Ward loaded with juveniles for Royal Ascot meet

There will be an American presence on each of the five days of racing at the Royal Ascot meeting in England, which runs from Tuesday through Saturday.
Wesley Ward is preparing 10 horses for stakes, and Joe Orseno has one. The U.S. horses range from veteran sprinters to lightly raced juveniles.
There are eight Group 1 races through the week, the highlight of the British flat-racing season. Each card begins at 9:30 a.m. Eastern and includes just six races.
Tuesday’s program has three Group 1 races – the $755,580 Queen Anne Stakes at a mile for older horses, the $629,650 King’s Stand Stakes at five furlongs, and the $629,650 St. James’s Palace Stakes for 3-year-old milers.

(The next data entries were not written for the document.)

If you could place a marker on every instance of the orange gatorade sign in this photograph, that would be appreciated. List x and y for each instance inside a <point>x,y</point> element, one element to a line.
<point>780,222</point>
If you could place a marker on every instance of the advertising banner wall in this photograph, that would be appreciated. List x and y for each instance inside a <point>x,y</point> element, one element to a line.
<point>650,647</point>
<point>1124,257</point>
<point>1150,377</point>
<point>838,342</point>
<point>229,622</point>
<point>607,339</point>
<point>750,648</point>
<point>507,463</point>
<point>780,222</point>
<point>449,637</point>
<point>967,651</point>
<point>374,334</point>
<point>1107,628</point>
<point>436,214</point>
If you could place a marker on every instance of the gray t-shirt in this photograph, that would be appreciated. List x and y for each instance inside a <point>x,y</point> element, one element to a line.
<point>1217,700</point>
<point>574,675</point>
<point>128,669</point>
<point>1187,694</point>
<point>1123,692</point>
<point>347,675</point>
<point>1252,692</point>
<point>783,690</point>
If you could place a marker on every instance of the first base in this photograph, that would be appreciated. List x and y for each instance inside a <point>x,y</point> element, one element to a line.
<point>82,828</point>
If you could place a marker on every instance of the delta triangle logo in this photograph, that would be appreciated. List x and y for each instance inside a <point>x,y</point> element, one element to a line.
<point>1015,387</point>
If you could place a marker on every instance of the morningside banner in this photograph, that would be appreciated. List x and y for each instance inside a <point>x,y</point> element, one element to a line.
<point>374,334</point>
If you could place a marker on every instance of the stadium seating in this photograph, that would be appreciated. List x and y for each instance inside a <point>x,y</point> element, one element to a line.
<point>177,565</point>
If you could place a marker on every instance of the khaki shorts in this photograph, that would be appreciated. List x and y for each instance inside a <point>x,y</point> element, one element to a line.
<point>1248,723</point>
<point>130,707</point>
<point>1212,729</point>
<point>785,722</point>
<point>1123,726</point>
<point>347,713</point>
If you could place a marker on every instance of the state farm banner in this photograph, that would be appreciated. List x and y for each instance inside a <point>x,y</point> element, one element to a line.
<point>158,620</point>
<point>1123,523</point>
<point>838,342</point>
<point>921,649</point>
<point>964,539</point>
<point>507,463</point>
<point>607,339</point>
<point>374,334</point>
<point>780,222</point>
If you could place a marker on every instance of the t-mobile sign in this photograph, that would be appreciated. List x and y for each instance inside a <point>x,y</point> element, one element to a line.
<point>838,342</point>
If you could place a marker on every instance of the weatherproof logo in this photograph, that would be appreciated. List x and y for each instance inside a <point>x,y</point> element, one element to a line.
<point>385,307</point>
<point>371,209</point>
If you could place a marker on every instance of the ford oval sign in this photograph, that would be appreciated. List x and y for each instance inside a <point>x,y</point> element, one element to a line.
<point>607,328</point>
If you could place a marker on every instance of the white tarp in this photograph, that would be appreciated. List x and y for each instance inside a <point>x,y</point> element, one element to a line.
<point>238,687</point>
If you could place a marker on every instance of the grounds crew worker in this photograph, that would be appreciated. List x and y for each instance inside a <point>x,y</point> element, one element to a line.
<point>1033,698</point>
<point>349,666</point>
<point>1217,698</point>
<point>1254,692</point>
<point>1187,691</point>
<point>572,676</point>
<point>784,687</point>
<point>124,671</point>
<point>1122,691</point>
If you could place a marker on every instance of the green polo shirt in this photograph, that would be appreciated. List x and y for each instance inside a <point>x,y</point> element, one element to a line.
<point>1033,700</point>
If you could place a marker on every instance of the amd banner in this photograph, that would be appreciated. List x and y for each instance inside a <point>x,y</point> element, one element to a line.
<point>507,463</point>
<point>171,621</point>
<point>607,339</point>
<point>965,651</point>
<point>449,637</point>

The Orseno-trained Imprimis is scheduled to start in the King’s Stand Stakes on the straightaway course, one of the toughest races of the week. As of Friday, Imprimis was 12-1 with British bookmakers in a race led by Battaash (9-4) and Blue Point (3-1).
Blue Point and Battaash were first and second in the 2018 King’s Stand. Blue Point won the Group 1 Al Quoz Sprint in Dubai in March, while Battaash won the Group 2 Temple Stakes at Haydock Park in England on May 25 in his first start since undergoing a breathing operation in January.
Imprimis is unbeaten in two starts this year, the Silks Run Stakes at five furlongs on turf at Gulfstream Park on March 9 and the Grade 2 Shakertown Stakes at 5 1/2 furlongs at Keeneland on April 6, when he overcame trouble at the start to win by a neck.
Frankie Dettori, who has ridden 60 winners at Royal Ascot since 1990, has the mount.
The Tuesday program begins with the Queen Anne Stakes. Le Brivido, trained by Aidan O’Brien, is a lukewarm favorite following a fifth in the Group 1 Lockinge Stakes at Newbury in May. The St. James’s Palace Stakes is led by Phoenix of Spain and Too Darn Hot, first and second in the Group 1 Irish 2000 Guineas on May 25.
Ward’s team, which consists primarily of 2-year-olds, will race Wednesday through Saturday. Ward has won 10 races at Royal Ascot in the last decade and expects to add to that total.
“There are some real nice 2-year-olds that I have here,” he said from London on Friday. “Each year, as a group, they are getting stronger. In the early years, I’d cross my fingers and hope. I should have a good account of myself.
“This is the highlight of my year.”
On Wednesday, Ward plans to start the Belmont Park maiden-race winners Foolish Humor and Karak in the $113,300 Windsor Castle Stakes for 2-year-olds at five furlongs on turf. Chili Petin, a maiden-race winner at Keeneland in April, is a candidate for the Windsor Castle, Wednesday’s Group 2 Queen Mary Stakes, or Friday’s Group 2 Albany Stakes.
The $138,520 Queen Mary for 2-year-old fillies at five furlongs is the designated race for Anna’s Fast and Kimari, the easy winners of maiden special weight races at Keeneland in late April.
On Thursday, Ward intends to run Maven, a maiden-race winner at Aqueduct in April, in the Group 2 Norfolk Stakes for 2-year-olds at five furlongs. A day later, Nayibeth, a maiden-race winner at Keeneland in April, is set to start in the Group 3 Albany Stakes for 2-year-old fillies at six furlongs.
From a prize-money standpoint, Saturday could be a big day for Ward. Bound for Nowhere, second in the Shakertown, will start for the second consecutive year in the Group 1, $755,580 Diamond Jubilee Stakes at six furlongs. Bound for Nowhere was third in the race last year. The Diamond Jubilee field is led by Invincible Army, who won the Group 2 Duke of York Stakes at York Racecourse in May.
Ward’s final 2-year-old runner will be Joker On Jack in the Chesham Stakes at seven furlongs on Saturday. Joker On Jack won a maiden race at Keeneland on April 18 and was seventh in an allowance race at Newbury on May 18.
The richest race of the week is the Group 1 Prince of Wales’s Stakes at 1 1/4 miles on Wednesday, which has a purse of $944,475. Magical, the O’Brien-trained 4-year-old filly who was second in the Breeders’ Cup Turf at Churchill Downs last November, is the future-book favorite at 2-1. She is a slight choice over Sea of Class, who was second in the Prix de l’Arc de Triomphe in Paris last October.